Associate, Information Security

Develops, manages, and operates security services that assess, prioritize, and mitigate information security and technology risk. This includes conducting regular security assessments and vulnerability scans using tools such as AWS GuardDuty, AWS Inspector, and AWS Config. Analyzes and interprets security issues identified by these tools, providing detailed and actionable recommendations for remediation. Performs comprehensive application security assessments and code reviews to identify and mitigate potential vulnerabilities. Ensures compliance with industry standards and frameworks, including CIS benchmarks for AWS. Develops, maintains, and enforces security policies, procedures, and documentation to support compliance efforts. Conducts thorough audits and assessments to ensure ongoing adherence to security policies and standards. Implements and manages advanced security monitoring solutions using Splunk and SysDig. Monitors security alerts and incidents, coordinating response efforts to effectively mitigate risks. Conducts in-depth root cause analysis of security incidents and implements robust measures to prevent recurrence. Collaborates closely with development and operations teams to integrate security best practices into the software development lifecycle (SDLC). Stays abreast of the latest security trends, threats, and technologies. Continuously improves security processes and controls to enhance the overall security posture of the organization.

Essential Functions/Responsibility Statements:

• Conducts regular security assessments and vulnerability scans using tools such as AWS GuardDuty, AWS Inspector, and AWS Config.
• Analyzes and interprets security issues identified by these tools, providing detailed and actionable recommendations for remediation.
• Performs comprehensive application security assessments and code reviews to identify and mitigate potential vulnerabilities.
• Ensures compliance with industry standards and frameworks, including CIS benchmarks for AWS.
• Develops, maintains, and enforces security policies, procedures, and documentation to support compliance efforts.
• Conducts thorough audits and assessments to ensure ongoing adherence to security policies and standards.
• Implements and manages advanced security monitoring solutions using Splunk and SysDig.
• Monitors security alerts and incidents, coordinating response efforts to effectively mitigate risks.
• Conducts in-depth root cause analysis of security incidents and implements robust measures to prevent recurrence.
• Collaborates closely with development and operations teams to integrate security best practices into the software development lifecycle (SDLC).
• Stays abreast of the latest security trends, threats, and technologies.
• Continuously improves security processes and controls to enhance the overall security posture of the organization.

Qualifications: To perform this job successfully, an individual must be able to perform each essential duty satisfactorily. The requirements listed below are representative of the knowledge, skill, and/or ability required. Reasonable accommodations may be made to enable individuals with disabilities to perform the essential functions.

Education: Bachelor's Degree or equivalent work experience

Work Experience: 5-9 years; Experience in Information security, Cloud governance, IT audit, or risk management.

Skills and Abilities:

• Proficiency in AWS security tools such as AWS GuardDuty, AWS Inspector, and AWS Config.
• Experience with security monitoring tools like Splunk and SysDig.
• Strong understanding of CIS benchmarks for AWS and other relevant compliance frameworks.
• In-depth knowledge of application security principles and best practices.
• Ability to analyze and mitigate security issues identified by various security tools.
• Excellent analytical and problem-solving skills to identify and address security vulnerabilities.
• Ability to conduct thorough risk assessments and develop effective mitigation strategies.
• Strong communication and collaboration skills to work effectively with development, operations, and compliance teams.
• Ability to provide training and guidance on security and compliance best practices.
• High attention to detail to ensure thorough analysis and accurate documentation.
• Proactive approach to identifying and addressing security risks before they become critical issues.
• Commitment to staying up-to-date with the latest security trends, threats, and technologies.

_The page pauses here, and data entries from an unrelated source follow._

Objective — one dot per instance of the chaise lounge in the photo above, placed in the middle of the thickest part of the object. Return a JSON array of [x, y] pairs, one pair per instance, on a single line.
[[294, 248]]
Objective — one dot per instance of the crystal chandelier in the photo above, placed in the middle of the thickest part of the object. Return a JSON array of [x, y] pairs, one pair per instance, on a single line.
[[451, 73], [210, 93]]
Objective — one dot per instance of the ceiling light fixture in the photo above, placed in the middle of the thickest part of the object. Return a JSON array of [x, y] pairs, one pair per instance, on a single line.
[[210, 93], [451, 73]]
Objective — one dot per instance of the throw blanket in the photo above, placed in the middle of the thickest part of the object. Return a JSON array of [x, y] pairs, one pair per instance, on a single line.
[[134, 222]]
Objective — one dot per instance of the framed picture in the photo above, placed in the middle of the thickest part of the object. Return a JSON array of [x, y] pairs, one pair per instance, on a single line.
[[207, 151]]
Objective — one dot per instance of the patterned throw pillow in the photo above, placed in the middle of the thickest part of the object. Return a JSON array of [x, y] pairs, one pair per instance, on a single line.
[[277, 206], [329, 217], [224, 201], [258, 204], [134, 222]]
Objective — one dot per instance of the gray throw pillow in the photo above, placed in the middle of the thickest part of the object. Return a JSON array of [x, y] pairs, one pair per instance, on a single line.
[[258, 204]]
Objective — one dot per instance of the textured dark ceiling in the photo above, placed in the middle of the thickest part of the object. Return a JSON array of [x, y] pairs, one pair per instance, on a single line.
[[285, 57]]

Diversity & EEO Statements: At Santander, we value and respect differences in our workforce and strive to increase the diversity of our teams. We actively encourage everyone to apply.

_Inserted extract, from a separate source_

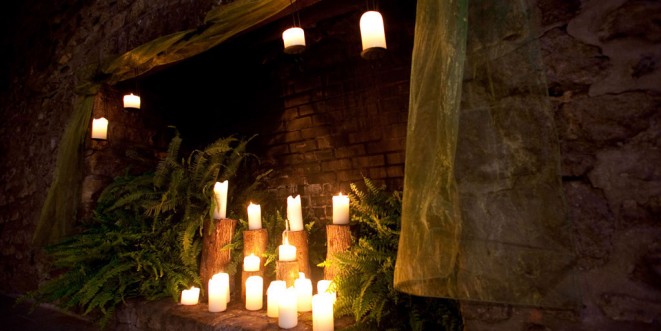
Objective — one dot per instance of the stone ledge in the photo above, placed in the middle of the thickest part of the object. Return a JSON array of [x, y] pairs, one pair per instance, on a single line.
[[165, 315]]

Santander is an equal opportunity employer. All qualified applicants will receive consideration for employment without regard to race, color, religion, sex, sexual orientation, gender identity, national origin, genetics, disability, age, veteran status, or any other characteristic protected by law.

Working Conditions: Frequent Minimal physical effort such as sitting, standing and walking. Occasional moving and lifting equipment and furniture is required to support onsite and offsite meeting setup and teardown. Physically capable of lifting to fifty pounds, able to bend, kneel, climb ladders.

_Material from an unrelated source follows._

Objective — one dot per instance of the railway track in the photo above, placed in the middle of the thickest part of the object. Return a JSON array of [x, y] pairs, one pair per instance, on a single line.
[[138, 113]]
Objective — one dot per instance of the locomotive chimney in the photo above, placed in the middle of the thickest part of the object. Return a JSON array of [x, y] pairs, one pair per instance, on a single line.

Employer Rights: This job description does not list all the job duties of the job. You may be asked by your supervisors or managers to perform other duties. You may be evaluated in part based upon your performance of the tasks listed in this job description. The employer has the right to revise this job description at any time. This job description is not a contract for employment and either you or the employer may terminate at any time for any reason.

Primary Location: Dallas, TX, Dallas

Other Locations: Texas-Dallas

Organization: Santander Holdings USA, Inc.